Imaginez une forêt urbaine au cœur de Nice (Alpes-Maritimes). C'est pour ce projet qu'Ingérop a été récompensé une neuvième fois du Grand prix national de l'ingénierie dans la catégorie « adapter l'existant pour lutter contre les effets du dérèglement climatique ». Le site concerné accueillait autrefois le lit du fleuve Paillon qui a été recouvert au fil du temps pour les besoins de l'urbanisation grâce à un ouvrage complexe de voûtes mis en place entre les années 1960 et 1980. Dessus s'élevait notamment l'Acropolis, le gigantesque palais des congrès, un volume de 200 m de long qui créait une coupure forte entre les deux avenues minérales qui le bordaient. La décision a été prise de démolir ce bâtiment et de désimperméabiliser ses abords pour transformer le site en un parc arboré. La destruction des voûtes n'a pas été envisagée car elle aurait été trop coûteuse. Par ailleurs, il aurait été difficile d'exploiter le lit asséché du cours d'eau.

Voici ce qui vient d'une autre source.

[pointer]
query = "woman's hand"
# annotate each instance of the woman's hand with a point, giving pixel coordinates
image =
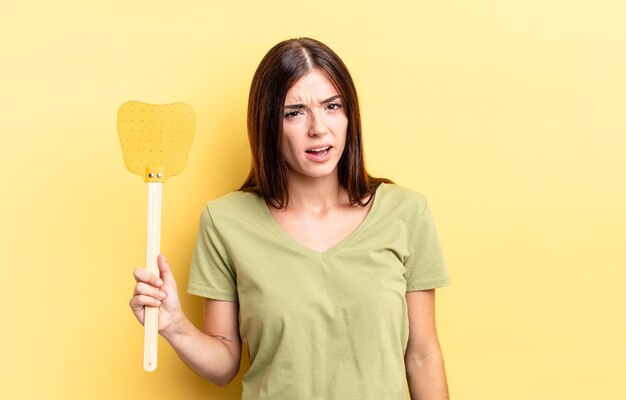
(157, 292)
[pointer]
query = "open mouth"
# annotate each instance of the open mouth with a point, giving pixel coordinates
(320, 151)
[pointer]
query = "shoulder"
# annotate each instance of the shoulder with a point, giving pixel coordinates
(234, 206)
(402, 198)
(232, 201)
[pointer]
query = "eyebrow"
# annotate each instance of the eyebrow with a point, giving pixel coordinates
(328, 100)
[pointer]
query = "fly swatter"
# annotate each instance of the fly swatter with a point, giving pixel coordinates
(155, 143)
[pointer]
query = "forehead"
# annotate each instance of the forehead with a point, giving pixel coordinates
(314, 85)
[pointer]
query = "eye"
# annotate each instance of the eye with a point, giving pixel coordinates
(334, 106)
(292, 114)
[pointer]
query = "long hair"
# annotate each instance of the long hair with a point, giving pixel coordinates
(278, 71)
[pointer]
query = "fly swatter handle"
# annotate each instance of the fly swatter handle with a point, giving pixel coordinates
(151, 314)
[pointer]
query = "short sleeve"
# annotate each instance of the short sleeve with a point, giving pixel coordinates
(425, 267)
(212, 274)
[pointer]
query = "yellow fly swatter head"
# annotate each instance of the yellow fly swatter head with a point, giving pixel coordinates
(155, 138)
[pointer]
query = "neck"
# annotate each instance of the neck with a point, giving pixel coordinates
(314, 194)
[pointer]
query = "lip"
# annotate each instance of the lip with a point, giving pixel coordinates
(319, 146)
(320, 158)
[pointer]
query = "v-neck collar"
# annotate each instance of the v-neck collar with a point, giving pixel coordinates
(293, 243)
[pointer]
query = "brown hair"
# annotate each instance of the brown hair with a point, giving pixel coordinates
(279, 70)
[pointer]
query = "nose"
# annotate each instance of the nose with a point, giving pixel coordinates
(317, 124)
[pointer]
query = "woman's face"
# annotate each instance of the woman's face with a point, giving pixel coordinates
(314, 126)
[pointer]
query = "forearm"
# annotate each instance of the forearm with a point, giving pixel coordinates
(208, 356)
(426, 376)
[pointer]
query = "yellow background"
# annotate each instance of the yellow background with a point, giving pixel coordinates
(508, 115)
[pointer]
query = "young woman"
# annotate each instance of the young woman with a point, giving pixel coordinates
(327, 273)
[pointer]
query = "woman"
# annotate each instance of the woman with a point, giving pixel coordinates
(327, 273)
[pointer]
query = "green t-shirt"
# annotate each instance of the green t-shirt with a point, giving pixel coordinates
(331, 325)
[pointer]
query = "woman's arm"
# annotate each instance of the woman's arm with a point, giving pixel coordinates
(423, 360)
(213, 353)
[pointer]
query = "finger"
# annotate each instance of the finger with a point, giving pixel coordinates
(143, 275)
(142, 300)
(166, 271)
(147, 290)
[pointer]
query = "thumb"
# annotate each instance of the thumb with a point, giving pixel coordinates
(166, 271)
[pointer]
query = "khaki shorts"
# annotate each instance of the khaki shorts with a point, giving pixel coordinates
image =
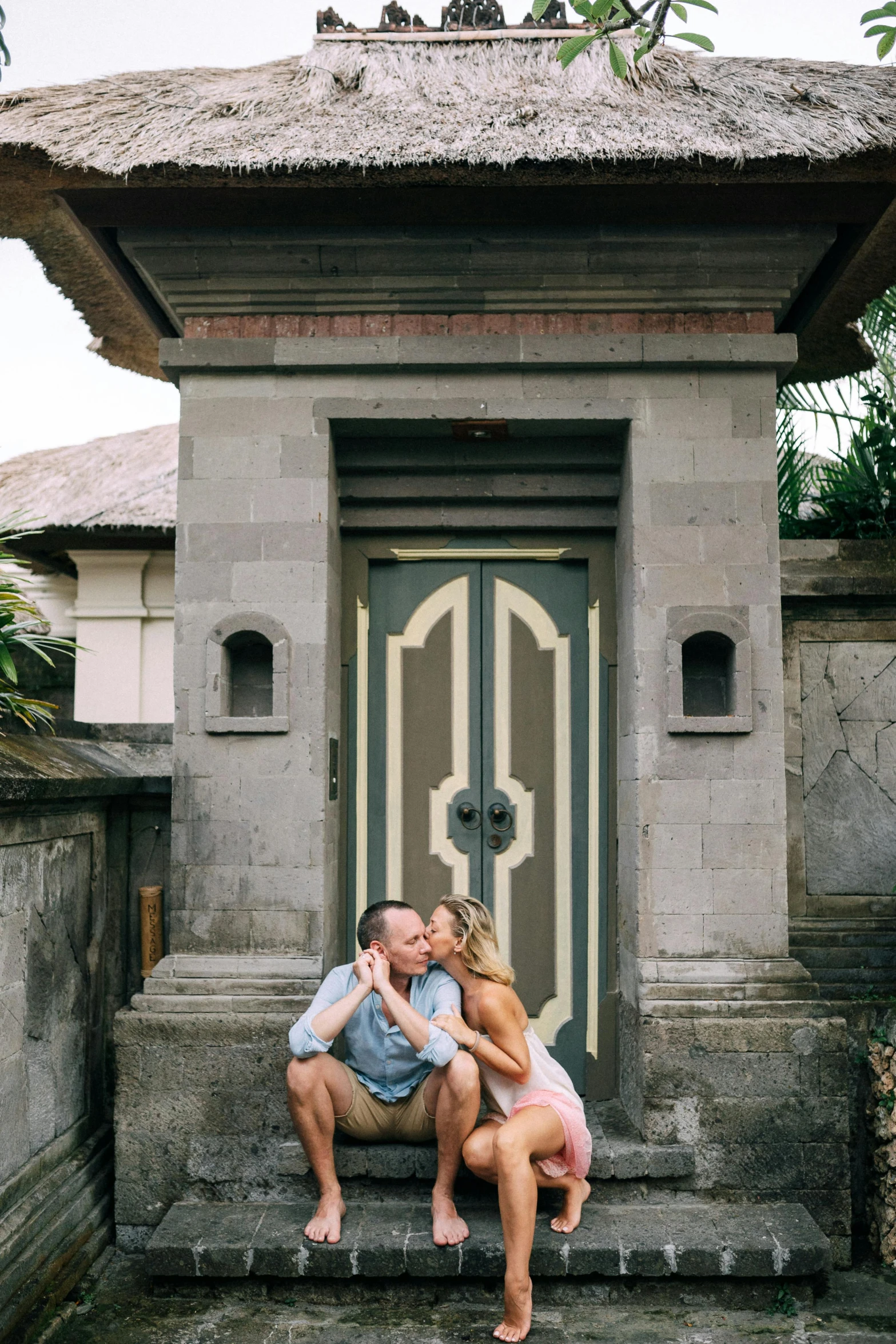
(370, 1119)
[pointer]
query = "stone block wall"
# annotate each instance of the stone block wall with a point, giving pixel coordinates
(201, 1113)
(764, 1101)
(69, 871)
(254, 839)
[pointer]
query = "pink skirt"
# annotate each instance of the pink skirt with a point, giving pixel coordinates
(575, 1155)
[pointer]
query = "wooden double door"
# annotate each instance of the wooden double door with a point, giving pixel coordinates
(475, 765)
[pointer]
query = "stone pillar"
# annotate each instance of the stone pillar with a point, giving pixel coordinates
(723, 1041)
(254, 835)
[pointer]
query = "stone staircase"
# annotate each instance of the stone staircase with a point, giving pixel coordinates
(391, 1239)
(849, 959)
(244, 1190)
(641, 1220)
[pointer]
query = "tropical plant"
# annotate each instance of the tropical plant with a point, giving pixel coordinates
(22, 627)
(648, 22)
(795, 476)
(853, 494)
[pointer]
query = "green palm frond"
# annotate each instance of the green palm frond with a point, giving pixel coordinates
(795, 475)
(855, 492)
(22, 628)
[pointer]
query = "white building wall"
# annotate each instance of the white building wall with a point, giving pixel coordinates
(124, 613)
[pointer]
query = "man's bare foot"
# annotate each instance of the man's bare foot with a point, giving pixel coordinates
(325, 1226)
(517, 1314)
(449, 1227)
(574, 1198)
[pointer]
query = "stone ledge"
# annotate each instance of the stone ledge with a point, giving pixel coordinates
(238, 1003)
(344, 352)
(618, 1154)
(387, 1241)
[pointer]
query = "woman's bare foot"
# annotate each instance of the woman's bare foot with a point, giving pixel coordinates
(327, 1223)
(574, 1198)
(517, 1312)
(449, 1227)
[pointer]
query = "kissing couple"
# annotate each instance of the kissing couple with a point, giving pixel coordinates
(412, 999)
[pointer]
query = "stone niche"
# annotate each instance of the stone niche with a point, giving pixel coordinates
(849, 766)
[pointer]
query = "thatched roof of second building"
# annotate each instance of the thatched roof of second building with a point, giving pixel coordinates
(124, 486)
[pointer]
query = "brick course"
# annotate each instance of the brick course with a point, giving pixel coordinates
(483, 324)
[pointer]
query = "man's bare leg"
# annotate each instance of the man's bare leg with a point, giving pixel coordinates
(317, 1091)
(453, 1097)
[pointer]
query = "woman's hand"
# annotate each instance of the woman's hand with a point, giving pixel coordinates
(456, 1027)
(382, 971)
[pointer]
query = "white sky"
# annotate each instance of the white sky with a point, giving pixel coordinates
(53, 390)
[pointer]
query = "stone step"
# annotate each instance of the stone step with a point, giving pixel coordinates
(716, 1008)
(390, 1239)
(808, 941)
(843, 924)
(238, 1001)
(618, 1154)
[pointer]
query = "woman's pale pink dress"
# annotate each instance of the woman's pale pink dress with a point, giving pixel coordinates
(548, 1085)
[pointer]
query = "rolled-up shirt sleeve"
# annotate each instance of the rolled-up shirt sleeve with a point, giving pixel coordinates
(302, 1039)
(441, 1047)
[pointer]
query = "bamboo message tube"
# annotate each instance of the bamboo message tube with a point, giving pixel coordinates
(149, 929)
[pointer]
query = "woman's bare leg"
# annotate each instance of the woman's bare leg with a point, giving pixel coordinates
(533, 1132)
(479, 1155)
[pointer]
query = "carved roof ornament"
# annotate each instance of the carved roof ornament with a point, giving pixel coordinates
(555, 17)
(395, 19)
(472, 14)
(329, 22)
(457, 17)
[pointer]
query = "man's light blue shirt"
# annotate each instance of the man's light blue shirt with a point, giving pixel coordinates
(382, 1057)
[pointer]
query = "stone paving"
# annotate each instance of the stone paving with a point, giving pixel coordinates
(118, 1307)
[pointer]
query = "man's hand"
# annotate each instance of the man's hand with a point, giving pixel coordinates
(455, 1026)
(382, 971)
(363, 969)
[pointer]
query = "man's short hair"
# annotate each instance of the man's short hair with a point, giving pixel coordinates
(374, 924)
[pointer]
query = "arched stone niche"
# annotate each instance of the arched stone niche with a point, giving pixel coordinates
(248, 675)
(708, 671)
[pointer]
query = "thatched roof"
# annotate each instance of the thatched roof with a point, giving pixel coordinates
(376, 104)
(385, 113)
(128, 482)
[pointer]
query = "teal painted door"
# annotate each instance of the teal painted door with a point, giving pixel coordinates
(472, 764)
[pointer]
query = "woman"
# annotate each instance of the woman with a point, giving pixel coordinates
(535, 1134)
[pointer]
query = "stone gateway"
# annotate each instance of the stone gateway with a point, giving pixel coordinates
(479, 590)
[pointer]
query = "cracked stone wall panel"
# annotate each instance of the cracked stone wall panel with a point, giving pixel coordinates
(886, 755)
(15, 1148)
(822, 734)
(878, 701)
(813, 662)
(58, 892)
(851, 834)
(862, 743)
(42, 1103)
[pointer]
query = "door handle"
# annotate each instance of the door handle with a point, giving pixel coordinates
(469, 816)
(500, 817)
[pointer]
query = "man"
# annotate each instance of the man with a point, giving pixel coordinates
(403, 1081)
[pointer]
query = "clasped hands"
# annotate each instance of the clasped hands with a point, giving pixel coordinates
(372, 971)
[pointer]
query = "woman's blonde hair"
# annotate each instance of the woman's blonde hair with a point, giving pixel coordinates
(476, 927)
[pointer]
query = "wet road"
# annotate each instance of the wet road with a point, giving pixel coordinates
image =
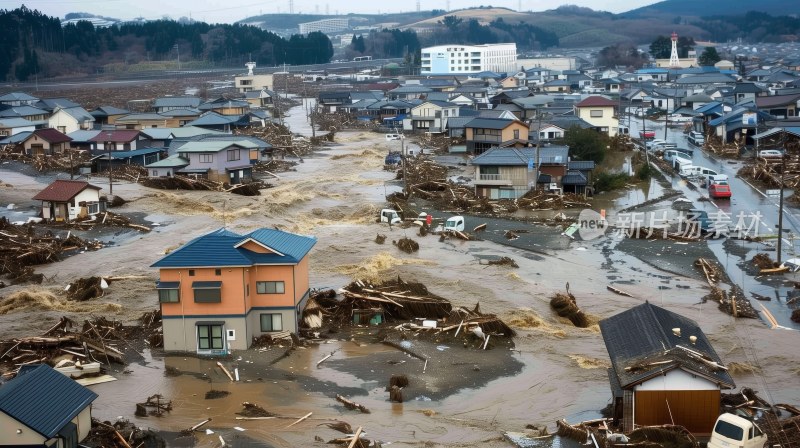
(754, 208)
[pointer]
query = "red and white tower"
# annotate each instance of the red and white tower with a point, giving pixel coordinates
(673, 56)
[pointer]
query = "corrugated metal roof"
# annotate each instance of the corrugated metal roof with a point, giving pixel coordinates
(644, 332)
(62, 190)
(44, 400)
(219, 248)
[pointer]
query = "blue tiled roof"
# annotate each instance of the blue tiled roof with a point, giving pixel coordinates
(44, 399)
(219, 248)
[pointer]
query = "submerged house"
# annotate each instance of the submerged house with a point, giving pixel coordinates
(67, 200)
(663, 370)
(220, 290)
(44, 408)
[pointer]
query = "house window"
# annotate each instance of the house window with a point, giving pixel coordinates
(271, 322)
(209, 337)
(270, 288)
(207, 292)
(169, 295)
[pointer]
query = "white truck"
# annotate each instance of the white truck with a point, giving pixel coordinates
(732, 431)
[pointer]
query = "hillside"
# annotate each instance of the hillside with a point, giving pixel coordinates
(696, 8)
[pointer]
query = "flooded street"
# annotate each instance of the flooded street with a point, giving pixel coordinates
(465, 396)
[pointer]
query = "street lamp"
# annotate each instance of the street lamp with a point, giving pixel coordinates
(108, 146)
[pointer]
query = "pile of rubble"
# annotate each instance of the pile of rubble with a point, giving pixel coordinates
(100, 341)
(187, 183)
(395, 301)
(21, 248)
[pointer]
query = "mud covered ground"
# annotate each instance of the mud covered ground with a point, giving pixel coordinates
(552, 370)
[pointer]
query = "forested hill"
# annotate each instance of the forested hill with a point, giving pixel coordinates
(35, 44)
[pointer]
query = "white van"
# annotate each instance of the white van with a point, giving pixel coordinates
(714, 179)
(679, 162)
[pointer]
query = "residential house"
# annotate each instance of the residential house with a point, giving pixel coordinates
(557, 86)
(108, 115)
(600, 112)
(221, 161)
(330, 102)
(68, 200)
(27, 112)
(259, 98)
(51, 104)
(164, 104)
(780, 106)
(222, 289)
(224, 106)
(71, 119)
(662, 370)
(484, 133)
(430, 116)
(43, 407)
(16, 99)
(11, 126)
(508, 173)
(46, 142)
(142, 121)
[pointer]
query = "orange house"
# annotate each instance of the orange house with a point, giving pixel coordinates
(222, 289)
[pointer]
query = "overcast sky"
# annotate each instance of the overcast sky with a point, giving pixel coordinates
(228, 11)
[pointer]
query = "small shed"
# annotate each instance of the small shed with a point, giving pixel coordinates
(663, 370)
(42, 407)
(67, 200)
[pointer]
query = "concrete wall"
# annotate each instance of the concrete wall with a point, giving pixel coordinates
(9, 436)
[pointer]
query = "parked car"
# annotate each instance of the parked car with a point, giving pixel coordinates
(770, 153)
(719, 190)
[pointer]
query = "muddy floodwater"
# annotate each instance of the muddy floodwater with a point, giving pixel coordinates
(466, 396)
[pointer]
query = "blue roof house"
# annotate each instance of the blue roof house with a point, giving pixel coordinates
(44, 408)
(222, 289)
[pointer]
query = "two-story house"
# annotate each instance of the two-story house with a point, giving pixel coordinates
(46, 142)
(430, 116)
(508, 173)
(600, 112)
(217, 160)
(221, 289)
(71, 119)
(484, 133)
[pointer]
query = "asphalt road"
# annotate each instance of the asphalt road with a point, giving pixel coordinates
(757, 208)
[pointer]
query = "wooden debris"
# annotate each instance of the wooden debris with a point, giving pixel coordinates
(618, 291)
(352, 405)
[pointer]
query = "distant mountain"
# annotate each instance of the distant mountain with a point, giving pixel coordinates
(701, 8)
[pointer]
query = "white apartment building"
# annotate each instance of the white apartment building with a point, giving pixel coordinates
(325, 25)
(469, 59)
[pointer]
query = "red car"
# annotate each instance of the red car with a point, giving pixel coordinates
(719, 191)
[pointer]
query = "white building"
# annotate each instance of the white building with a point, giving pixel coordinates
(469, 59)
(325, 25)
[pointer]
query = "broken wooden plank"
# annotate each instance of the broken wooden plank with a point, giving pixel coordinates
(300, 419)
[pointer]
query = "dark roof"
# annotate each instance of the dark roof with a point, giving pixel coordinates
(491, 123)
(596, 101)
(642, 337)
(521, 156)
(222, 248)
(63, 190)
(116, 135)
(51, 135)
(44, 399)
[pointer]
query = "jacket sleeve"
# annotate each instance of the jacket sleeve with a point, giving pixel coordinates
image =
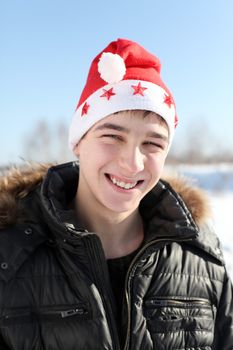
(3, 346)
(224, 318)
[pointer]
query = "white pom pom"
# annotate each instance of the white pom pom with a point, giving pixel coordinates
(111, 67)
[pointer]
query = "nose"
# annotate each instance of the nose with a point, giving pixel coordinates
(131, 160)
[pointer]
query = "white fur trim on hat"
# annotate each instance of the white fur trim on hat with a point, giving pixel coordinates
(111, 67)
(99, 107)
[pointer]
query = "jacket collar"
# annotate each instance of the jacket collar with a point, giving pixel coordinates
(172, 209)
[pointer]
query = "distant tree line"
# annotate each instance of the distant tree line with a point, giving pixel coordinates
(49, 143)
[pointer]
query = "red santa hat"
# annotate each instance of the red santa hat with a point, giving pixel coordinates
(124, 76)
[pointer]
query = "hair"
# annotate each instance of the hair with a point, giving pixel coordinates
(132, 112)
(145, 113)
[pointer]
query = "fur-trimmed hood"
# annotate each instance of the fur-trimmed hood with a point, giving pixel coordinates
(16, 183)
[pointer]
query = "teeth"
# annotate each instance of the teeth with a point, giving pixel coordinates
(122, 184)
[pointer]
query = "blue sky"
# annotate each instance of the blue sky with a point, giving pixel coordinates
(47, 47)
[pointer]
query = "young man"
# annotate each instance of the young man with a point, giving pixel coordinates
(105, 254)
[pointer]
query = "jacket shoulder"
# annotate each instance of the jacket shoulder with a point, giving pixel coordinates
(17, 243)
(195, 199)
(197, 203)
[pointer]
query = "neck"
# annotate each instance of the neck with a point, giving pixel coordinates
(120, 233)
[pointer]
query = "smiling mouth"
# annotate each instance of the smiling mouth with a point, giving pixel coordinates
(122, 184)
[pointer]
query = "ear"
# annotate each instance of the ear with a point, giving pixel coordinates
(76, 150)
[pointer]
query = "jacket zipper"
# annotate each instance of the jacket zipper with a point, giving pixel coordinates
(128, 280)
(177, 302)
(101, 283)
(56, 314)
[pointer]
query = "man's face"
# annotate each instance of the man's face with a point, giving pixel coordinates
(121, 159)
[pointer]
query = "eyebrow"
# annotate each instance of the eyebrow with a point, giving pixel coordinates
(112, 127)
(116, 127)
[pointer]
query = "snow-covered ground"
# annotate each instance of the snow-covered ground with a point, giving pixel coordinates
(217, 180)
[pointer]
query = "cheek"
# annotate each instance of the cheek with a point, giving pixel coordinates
(155, 164)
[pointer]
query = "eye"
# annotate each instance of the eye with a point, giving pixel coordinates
(155, 145)
(112, 136)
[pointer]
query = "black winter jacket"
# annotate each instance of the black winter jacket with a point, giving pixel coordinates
(55, 292)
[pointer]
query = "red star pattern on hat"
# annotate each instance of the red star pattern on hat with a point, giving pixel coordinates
(85, 108)
(138, 89)
(108, 93)
(168, 100)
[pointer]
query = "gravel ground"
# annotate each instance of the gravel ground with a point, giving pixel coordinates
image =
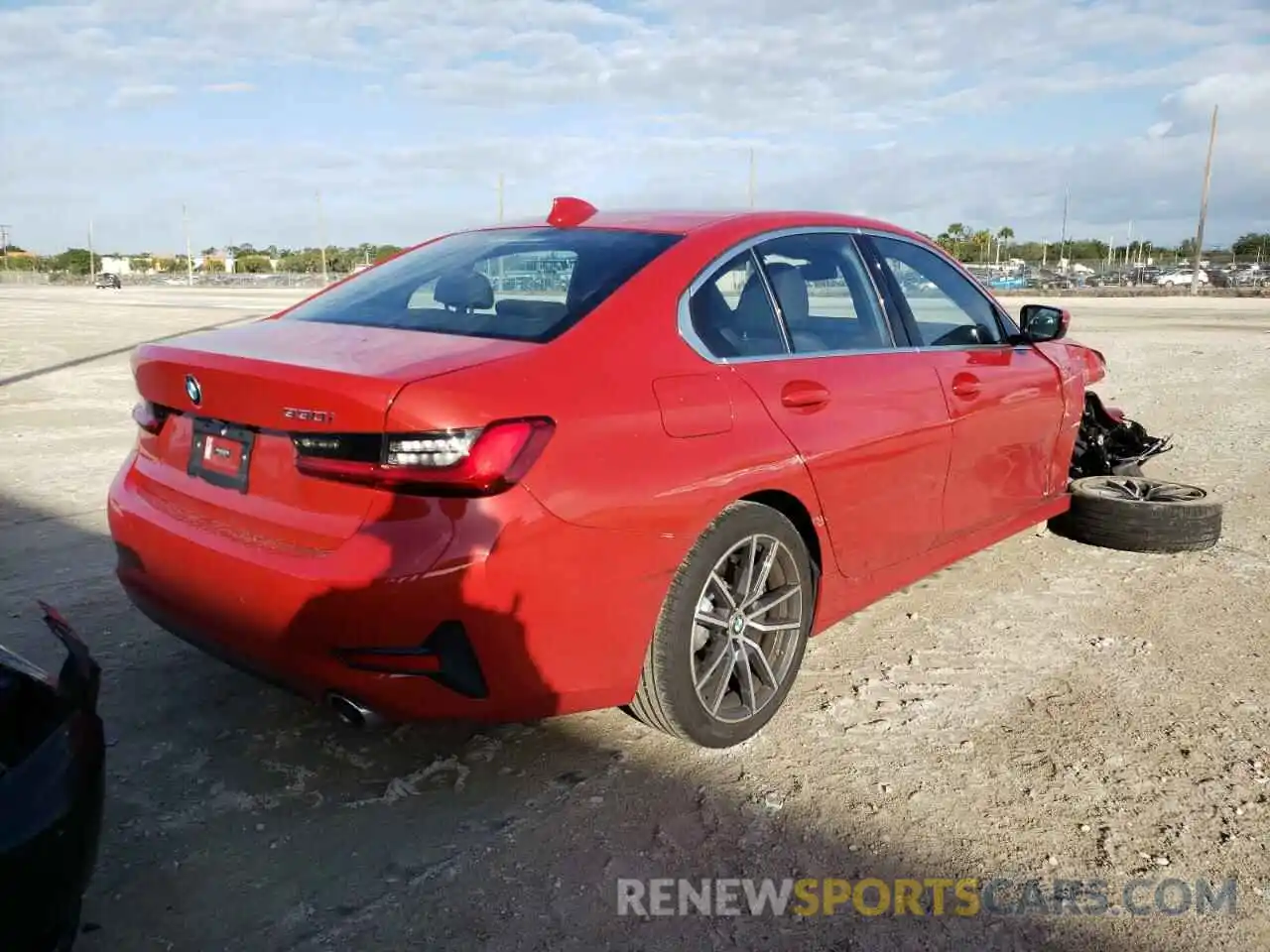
(1043, 710)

« Sur près de 8 ha, plus de 2 500 arbres adaptés au climat actuel et futur seront plantés dessus pour atténuer les îlots de chaleur urbains, stocker du CO2 et accueillir la biodiversité », résume Guillaume Chauvin, directeur du projet. Fin 2025, les Niçois pourront profiter de cette coulée verte qui suit le lit du fleuve depuis la promenade des Anglais. La phase 1 des travaux a eu lieu entre 2010 et 2013. Cette phase 2 sera plus végétale et plus dense.

Modélisation. Une telle transformation impose de régler plusieurs défis techniques. Le premier d'entre eux impliquait de modéliser les structures en voûtes qui recouvrent le Paillon pour estimer leurs capacités portantes. Des investigations physico-chimiques ont permis de déterminer leur état de conservation. « Nous avons regardé les ferraillages, leur corrosion, les enrobages, la teneur en chlorure, la carbonatation des bétons, leur taux de sulfates ou encore leurs dosages en eaux et en ciment », détaille Sébastien Respaud, chef du département génie civil. Ces caractéristiques ont été intégrées au modèle qui prend en compte les points singuliers de faiblesse (exutoires, renfoncements, défauts, ouvertures) ainsi que les incertitudes liées à la réalisation. « La vérification tient également compte de l'historique de chargement des structures en s'appuyant sur les hypothèses de charges les plus sévères de façon à affiner au plus près les calculs, dont les résultats varient selon les situations », poursuit-il.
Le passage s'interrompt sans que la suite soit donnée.